Am herbstlichen Wasser
Schaut der Herr des Teiches
Über sein Reich.

Eine silberne Spur des Schreckens
Zieht dem tastenden Schritt voraus.
Sein Speer pfählt die Opfer,
Niemand widersteht dieser Macht.

Aber er weiß: es ist nichts von Dauer.
Im Wind fegt die Ahnung des Todes herbei,
Vergessene Bilder würgen den König:
Die Weiher gefroren, die Bäume entlaubt.

Der große Winter, gekürt und gekrönt,
Zerreißt die Träume der Menschen und Tiere.
 

Eve

Mitglied
Hallo Daunelt,

vor mir sehe ich den Reiher am Teich – an sich ein friedvolles Bild.
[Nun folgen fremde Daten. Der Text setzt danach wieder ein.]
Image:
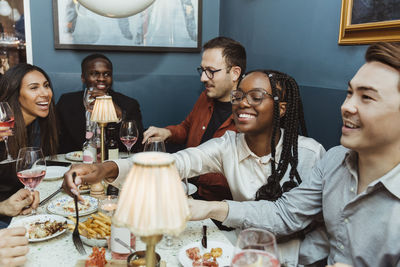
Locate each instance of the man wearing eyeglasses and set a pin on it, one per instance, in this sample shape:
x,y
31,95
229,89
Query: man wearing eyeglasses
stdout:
x,y
97,73
223,61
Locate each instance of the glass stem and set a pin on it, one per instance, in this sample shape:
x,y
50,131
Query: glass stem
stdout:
x,y
6,144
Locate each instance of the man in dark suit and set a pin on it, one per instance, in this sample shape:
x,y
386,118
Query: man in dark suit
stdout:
x,y
96,73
"Die Spur des Schreckens" ist sein Schatten, wenn er auf Jagd geht? Ich verstehe nicht ganz, wie der Reihe seine Opfer "pfählt" ... meinst du, er spießt seine Beute auf seinem Schnabel auf? Ich kenne mich nicht so aus, aber logisch klingt es für mich nicht, denn wie sollte er sonst den Fisch von seinem Spieß/Schnabel wieder runter bekommen? Und ich denke doch, dass so einige Fische ihm auch entkommen können ...
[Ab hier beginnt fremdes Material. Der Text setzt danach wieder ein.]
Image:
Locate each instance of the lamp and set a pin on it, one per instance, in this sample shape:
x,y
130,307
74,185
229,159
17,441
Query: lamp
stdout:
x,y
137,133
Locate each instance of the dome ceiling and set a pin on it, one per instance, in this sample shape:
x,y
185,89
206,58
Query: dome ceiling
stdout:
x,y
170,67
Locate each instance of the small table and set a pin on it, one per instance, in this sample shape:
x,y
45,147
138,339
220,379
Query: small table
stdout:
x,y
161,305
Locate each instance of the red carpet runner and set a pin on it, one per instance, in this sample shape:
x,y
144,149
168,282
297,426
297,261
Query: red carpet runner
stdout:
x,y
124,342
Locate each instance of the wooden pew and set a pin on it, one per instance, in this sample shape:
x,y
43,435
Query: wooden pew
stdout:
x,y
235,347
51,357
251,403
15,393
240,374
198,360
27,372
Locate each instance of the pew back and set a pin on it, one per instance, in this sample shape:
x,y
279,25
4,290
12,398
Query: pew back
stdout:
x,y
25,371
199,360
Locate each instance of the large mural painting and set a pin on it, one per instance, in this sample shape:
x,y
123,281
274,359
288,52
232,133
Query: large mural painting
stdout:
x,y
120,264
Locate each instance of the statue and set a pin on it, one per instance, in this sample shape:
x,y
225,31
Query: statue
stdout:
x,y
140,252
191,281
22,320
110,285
Wieso hat der Reiher Todesahnungen – stirbt er im kalten Winter, wenn der Teich zugefroren ist? Viel eher ist er doch auch ein Zugvogel, der den Teich gar nicht im Winter zu sehen bekommt.

Ich finde, das Winterbild passt nicht so ganz zum Reiher – und für mich ist auch nicht klar, warum in diesem Zusammenhang die Träume von Mensch und Tier
"zerreißen" sollen.

Du hast viele einzelne Szenen, die auch ganz anschaulich rüberkommen – aber für mich sind sie in ihrer Gesamtheit passen sie nicht zusammen.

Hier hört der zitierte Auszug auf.